How to extract the noun phrases using Open nlp's chunking parser

user2024234 picture user2024234 · Feb 5, 2013 · Viewed 10.5k times · Source

I am newbie to Natural Language processing.I need to extract the noun phrases from the text.So far i have used open nlp's chunking parser for parsing my text to get the Tree structure.But i am not able to extract the noun phrases from the tree structure, is there any regular expression pattern in open nlp so that i can use it to extract the noun phrases.

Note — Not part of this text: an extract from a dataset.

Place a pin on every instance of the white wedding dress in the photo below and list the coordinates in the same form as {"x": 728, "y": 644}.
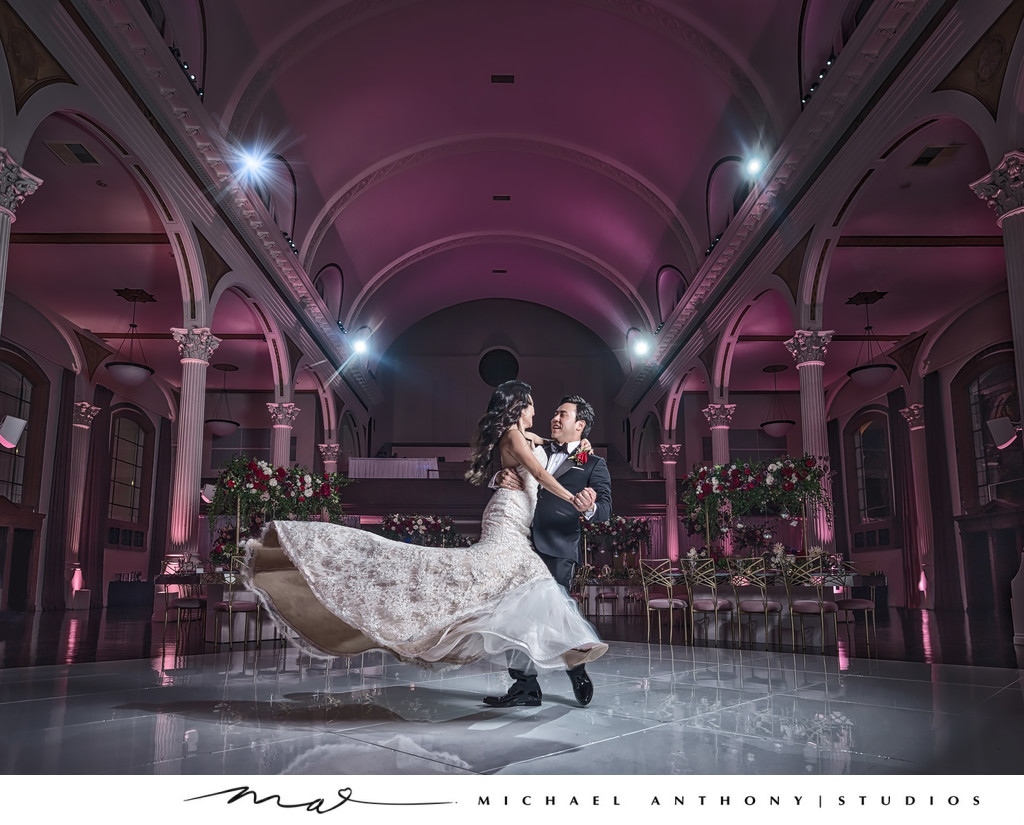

Below is the code that i am using

    InputStream is = new FileInputStream("en-parser-chunking.bin");
    ParserModel model = new ParserModel(is);
    Parser parser = ParserFactory.create(model);
    Parse topParses[] = ParserTool.parseLine(line, parser, 1);
        for (Parse p : topParses){
                 p.show();}

Here I am getting the output as

(TOP (S (S (ADJP (JJ welcome) (PP (TO to) (NP (NNP Big) (NNP Data.))))) (S (NP (PRP We)) (VP (VP (VBP are) (VP (VBG working) (PP (IN on) (NP (NNP Natural) (NNP Language) (NNP Processing.can))))) (NP (DT some) (CD one) (NN help)) (NP (PRP us)) (PP (IN in) (S (VP (VBG extracting) (NP (DT the) (NN noun) (NNS phrases)) (PP (IN from) (NP (DT the) (NN tree) (WP stucture.))))))))))

Can some one please help me in getting the noun phrases like NP,NNP,NN etc.Can some one tell me do I need to use any other NP Chunker to get the noun phrases?Is there any regex pattern to achieve the same.

Please help me on this.

Thanks in advance

Gouse.

Answer

icecream picture icecream · Mar 23, 2013

The Parse object is a tree; you can use getParent() and getChildren() and getType() to navigate the tree.

List<Parse> nounPhrases;

public void getNounPhrases(Parse p) {
    if (p.getType().equals("NP")) {
         nounPhrases.add(p);
    }
    for (Parse child : p.getChildren()) {
         getNounPhrases(child);
    }
}